Armed protesters stormed police barricades in Kiev on Thursday in renewed violence that left at least 17 people dead and shattered an hours-old truce as EU foreign ministers held crisis talks with Ukraine's embattled president.
Masked protesters hurled Molotov cocktails and rocks at thick lines of armed anti-riot troops in Kiev's central Independence Square, the epicentre of the ex-Soviet country's three-month-old political crisis.
The demonstrators pushed police forces back some 200 metres to retake control of the entire square, which anti-government protesters have occupied since November.
Police used rubber bullets to try to repel the assault and claimed that a sniper had wounded 20 officers by firing live ammunition from the window of a building overlooking the smoke-filled square.
An AFP photographer saw spent live cartridge shells littering the ground on the square, although it was unclear who had used the ammunition.
The main government building nearby was evacuated following the violence.
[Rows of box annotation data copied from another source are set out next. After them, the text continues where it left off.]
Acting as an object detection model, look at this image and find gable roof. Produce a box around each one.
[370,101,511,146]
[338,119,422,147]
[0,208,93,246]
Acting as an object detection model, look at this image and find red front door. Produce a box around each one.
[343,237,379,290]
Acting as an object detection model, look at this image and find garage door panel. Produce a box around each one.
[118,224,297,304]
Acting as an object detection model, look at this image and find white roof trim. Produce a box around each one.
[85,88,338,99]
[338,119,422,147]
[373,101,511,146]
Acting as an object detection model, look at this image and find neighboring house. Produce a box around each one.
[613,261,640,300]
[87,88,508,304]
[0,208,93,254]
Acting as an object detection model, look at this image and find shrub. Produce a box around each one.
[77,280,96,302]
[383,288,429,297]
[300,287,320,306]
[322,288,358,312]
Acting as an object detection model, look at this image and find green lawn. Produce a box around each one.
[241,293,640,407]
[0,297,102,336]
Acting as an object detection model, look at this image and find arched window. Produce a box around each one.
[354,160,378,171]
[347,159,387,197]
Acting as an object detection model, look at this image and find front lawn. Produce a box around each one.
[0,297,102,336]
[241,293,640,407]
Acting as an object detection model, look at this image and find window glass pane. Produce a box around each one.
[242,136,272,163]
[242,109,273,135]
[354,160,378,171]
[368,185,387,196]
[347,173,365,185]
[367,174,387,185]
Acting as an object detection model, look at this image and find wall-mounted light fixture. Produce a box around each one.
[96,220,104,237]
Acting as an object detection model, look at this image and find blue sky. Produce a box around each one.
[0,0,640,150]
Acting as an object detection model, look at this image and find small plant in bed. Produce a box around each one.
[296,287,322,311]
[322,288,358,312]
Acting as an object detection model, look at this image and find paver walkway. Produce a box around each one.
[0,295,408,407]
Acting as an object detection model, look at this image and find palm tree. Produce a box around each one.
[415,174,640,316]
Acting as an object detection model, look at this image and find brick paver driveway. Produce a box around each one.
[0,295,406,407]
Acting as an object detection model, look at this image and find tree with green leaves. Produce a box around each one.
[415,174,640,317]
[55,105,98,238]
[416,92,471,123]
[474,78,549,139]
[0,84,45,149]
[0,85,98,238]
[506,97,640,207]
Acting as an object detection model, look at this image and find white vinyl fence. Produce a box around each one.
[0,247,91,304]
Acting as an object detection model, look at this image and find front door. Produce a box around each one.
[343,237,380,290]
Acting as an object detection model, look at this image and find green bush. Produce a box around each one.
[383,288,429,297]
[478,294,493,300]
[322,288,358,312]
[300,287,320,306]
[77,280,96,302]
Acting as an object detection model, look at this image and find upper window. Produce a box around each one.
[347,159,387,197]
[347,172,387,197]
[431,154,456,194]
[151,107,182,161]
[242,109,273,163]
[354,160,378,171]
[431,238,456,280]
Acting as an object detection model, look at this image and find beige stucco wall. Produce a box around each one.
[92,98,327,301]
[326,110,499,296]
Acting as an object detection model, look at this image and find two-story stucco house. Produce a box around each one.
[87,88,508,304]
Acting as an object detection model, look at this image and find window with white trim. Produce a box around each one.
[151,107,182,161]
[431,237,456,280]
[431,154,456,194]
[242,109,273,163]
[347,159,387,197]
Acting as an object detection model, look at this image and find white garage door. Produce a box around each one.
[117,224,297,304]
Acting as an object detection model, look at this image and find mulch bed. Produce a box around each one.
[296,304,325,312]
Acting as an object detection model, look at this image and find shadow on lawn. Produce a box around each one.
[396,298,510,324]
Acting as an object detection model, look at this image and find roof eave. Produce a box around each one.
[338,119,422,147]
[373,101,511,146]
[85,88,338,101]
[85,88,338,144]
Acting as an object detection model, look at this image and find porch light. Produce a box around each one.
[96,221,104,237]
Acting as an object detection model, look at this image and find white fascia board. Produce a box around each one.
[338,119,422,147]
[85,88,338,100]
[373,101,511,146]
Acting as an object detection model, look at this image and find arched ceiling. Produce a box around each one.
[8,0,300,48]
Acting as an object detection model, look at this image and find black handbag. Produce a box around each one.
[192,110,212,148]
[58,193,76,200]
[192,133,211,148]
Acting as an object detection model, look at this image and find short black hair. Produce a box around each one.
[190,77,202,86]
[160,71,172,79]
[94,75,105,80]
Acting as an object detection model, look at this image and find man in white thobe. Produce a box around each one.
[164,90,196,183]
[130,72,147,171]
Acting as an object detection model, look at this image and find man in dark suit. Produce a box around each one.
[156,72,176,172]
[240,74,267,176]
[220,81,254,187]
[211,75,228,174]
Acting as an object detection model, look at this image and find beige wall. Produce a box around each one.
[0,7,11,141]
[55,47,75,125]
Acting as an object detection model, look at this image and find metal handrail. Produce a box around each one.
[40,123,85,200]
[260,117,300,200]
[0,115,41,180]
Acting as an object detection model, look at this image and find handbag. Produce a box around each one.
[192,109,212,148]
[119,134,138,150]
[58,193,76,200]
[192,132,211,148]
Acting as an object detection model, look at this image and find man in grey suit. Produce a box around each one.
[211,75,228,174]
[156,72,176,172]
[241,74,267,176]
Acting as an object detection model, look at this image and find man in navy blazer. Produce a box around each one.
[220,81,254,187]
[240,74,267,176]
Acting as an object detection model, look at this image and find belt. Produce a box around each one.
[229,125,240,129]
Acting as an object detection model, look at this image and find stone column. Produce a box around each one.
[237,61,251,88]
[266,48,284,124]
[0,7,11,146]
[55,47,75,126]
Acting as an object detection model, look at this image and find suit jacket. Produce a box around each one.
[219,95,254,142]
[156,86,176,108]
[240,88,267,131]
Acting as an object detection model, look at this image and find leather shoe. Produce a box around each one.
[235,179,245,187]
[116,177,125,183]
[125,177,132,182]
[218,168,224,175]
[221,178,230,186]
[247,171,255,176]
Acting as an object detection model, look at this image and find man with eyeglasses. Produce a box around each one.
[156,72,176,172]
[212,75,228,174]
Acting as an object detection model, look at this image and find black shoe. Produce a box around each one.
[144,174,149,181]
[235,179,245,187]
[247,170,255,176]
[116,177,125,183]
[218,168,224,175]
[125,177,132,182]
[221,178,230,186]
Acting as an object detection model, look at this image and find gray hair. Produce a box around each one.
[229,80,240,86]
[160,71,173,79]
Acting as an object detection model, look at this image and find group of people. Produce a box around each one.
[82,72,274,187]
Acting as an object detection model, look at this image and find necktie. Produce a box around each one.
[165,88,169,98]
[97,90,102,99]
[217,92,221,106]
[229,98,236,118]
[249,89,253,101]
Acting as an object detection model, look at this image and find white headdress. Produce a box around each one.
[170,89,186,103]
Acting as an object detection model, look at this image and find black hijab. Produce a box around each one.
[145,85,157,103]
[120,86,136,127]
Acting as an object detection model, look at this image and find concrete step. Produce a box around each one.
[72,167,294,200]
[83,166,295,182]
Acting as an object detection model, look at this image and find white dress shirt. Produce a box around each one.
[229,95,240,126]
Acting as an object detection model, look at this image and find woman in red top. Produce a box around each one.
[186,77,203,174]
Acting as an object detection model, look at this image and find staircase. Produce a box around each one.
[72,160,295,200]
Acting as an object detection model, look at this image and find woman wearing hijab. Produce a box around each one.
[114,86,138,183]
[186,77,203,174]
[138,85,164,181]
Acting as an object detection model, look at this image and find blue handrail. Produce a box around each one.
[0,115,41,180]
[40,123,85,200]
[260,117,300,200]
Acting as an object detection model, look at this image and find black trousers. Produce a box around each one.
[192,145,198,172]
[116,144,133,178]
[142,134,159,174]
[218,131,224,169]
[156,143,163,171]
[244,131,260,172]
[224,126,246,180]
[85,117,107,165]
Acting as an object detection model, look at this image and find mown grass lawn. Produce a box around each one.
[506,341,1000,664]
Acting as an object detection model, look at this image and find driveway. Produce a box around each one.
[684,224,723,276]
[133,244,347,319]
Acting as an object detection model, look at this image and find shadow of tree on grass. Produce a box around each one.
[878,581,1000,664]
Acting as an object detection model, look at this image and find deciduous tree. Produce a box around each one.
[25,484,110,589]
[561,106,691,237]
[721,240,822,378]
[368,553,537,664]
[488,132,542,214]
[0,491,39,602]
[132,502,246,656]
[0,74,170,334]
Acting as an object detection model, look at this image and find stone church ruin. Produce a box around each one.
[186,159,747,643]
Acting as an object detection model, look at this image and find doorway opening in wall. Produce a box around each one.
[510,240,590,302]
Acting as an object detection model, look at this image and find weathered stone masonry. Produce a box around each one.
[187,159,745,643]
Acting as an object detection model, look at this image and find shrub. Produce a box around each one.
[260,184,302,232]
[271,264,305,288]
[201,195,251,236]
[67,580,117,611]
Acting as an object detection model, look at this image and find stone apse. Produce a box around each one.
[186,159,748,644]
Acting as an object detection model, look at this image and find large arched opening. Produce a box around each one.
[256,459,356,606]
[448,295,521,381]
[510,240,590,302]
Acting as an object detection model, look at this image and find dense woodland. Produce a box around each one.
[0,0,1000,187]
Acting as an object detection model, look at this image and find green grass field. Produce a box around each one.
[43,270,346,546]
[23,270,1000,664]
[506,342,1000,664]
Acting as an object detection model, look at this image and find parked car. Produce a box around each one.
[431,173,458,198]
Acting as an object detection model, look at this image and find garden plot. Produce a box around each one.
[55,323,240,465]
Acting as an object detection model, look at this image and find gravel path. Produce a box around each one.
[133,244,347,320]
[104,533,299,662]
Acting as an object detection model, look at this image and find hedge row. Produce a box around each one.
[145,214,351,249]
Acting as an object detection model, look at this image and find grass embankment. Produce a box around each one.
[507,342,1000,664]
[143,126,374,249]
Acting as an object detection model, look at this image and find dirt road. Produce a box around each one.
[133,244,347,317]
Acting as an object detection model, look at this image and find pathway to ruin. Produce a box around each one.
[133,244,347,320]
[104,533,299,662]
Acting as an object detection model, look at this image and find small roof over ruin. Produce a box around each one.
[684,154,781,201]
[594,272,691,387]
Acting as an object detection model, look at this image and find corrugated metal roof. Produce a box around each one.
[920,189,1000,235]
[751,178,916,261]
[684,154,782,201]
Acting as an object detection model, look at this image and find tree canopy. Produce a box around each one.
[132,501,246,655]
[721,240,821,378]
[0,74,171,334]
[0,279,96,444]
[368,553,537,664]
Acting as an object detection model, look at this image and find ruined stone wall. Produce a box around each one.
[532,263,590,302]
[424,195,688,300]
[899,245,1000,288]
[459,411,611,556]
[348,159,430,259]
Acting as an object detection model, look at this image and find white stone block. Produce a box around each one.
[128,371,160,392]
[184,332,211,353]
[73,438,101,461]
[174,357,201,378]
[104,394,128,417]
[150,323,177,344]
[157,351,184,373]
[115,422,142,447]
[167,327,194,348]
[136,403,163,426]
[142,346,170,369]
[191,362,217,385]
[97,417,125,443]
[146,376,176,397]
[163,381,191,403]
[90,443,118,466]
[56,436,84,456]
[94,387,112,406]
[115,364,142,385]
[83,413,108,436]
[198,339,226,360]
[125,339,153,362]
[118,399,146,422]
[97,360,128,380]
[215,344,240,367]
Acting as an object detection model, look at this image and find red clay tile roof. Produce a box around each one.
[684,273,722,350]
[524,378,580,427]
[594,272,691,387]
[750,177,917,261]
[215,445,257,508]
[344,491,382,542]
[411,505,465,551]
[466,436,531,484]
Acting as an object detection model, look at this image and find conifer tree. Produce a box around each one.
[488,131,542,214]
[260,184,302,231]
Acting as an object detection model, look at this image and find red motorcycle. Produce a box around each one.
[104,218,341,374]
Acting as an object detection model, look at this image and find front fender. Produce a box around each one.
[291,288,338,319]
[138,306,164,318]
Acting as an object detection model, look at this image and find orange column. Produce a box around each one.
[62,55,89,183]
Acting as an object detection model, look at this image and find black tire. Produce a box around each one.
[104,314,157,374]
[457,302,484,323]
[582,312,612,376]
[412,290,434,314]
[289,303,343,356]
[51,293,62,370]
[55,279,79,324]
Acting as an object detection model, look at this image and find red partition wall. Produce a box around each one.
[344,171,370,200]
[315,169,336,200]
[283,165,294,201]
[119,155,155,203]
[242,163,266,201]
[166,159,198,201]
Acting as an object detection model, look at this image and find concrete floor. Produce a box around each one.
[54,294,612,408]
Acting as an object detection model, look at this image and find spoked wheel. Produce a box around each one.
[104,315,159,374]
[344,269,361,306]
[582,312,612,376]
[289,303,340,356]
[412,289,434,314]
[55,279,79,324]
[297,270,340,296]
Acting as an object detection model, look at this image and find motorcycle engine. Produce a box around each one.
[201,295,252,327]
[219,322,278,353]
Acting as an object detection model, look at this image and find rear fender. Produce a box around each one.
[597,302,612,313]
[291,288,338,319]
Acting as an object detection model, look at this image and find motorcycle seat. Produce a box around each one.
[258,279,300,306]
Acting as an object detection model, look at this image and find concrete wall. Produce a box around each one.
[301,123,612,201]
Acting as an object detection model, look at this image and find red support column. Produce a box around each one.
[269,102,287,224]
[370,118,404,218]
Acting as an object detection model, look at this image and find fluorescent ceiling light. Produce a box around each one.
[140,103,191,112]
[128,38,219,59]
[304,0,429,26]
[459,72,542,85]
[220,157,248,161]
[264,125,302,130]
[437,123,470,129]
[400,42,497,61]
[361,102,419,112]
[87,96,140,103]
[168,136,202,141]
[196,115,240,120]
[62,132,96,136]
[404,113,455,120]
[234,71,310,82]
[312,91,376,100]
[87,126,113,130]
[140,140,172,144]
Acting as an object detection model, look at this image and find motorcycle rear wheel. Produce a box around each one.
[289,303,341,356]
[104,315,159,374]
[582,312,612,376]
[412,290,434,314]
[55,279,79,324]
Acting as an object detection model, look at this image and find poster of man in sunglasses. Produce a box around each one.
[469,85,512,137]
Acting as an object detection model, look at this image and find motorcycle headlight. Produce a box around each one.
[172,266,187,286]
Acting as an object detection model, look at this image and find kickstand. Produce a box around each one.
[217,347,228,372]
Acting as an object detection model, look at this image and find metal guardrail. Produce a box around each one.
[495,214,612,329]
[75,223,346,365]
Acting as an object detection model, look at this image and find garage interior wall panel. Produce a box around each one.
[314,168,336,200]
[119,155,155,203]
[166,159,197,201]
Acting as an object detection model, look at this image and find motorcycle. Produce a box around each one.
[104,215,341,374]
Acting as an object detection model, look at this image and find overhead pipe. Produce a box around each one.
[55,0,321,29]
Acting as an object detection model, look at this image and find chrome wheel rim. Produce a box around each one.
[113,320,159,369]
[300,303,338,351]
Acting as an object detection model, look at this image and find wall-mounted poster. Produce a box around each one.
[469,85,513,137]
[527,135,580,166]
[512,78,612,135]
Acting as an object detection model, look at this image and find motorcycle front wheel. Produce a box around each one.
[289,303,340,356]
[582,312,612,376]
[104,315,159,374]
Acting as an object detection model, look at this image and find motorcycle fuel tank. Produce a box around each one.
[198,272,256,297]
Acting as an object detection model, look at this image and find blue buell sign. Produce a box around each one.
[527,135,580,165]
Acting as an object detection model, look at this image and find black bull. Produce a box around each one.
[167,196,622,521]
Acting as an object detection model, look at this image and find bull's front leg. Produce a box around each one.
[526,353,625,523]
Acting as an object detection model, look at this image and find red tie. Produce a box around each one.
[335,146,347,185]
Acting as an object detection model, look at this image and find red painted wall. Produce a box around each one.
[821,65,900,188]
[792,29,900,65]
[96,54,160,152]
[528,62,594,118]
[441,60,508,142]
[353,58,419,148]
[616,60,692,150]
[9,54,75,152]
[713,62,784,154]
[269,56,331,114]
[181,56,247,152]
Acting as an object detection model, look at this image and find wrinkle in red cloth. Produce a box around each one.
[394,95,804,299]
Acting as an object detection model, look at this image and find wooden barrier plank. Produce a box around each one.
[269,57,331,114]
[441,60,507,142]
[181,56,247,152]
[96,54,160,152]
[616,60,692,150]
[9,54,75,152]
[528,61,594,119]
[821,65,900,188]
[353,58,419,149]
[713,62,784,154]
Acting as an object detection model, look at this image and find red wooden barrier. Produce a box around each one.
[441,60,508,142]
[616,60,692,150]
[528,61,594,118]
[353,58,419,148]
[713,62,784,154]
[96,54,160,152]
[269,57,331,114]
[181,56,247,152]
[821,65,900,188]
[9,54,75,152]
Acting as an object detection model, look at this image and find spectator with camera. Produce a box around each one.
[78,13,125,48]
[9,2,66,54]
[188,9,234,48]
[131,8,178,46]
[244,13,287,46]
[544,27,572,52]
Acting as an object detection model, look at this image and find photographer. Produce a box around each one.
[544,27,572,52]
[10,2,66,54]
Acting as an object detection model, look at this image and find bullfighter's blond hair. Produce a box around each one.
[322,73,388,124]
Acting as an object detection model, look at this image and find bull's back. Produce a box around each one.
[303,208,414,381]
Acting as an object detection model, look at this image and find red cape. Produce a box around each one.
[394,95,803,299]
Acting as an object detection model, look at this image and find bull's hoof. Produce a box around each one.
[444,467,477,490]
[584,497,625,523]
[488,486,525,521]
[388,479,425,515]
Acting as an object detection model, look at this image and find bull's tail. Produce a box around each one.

The clashes shattered a truce that Ukrainian President Viktor Yanukovych had called with the opposition just hours earlier, after a spurt of violence killed more than two dozen people in less than two days.
Yanukovych was holding crisis talks with the foreign ministers of France, Germany and Poland, ahead of an emergency meeting in Brussels where the EU is expected to impose sanctions against the Ukrainian government for the violence.
The EU envoy meeting was reported to have been cancelled, but a Ukrainian presidential spokesman told AFP that the encounter was being held after all.
Yanukovych has appeared to struggle to formulate a clear policy over the past few days, which have seen Ukraine's deadliest violence since independence and an escalating war of words between the West and former master Moscow over the future of the country sandwiched between the EU and Russia.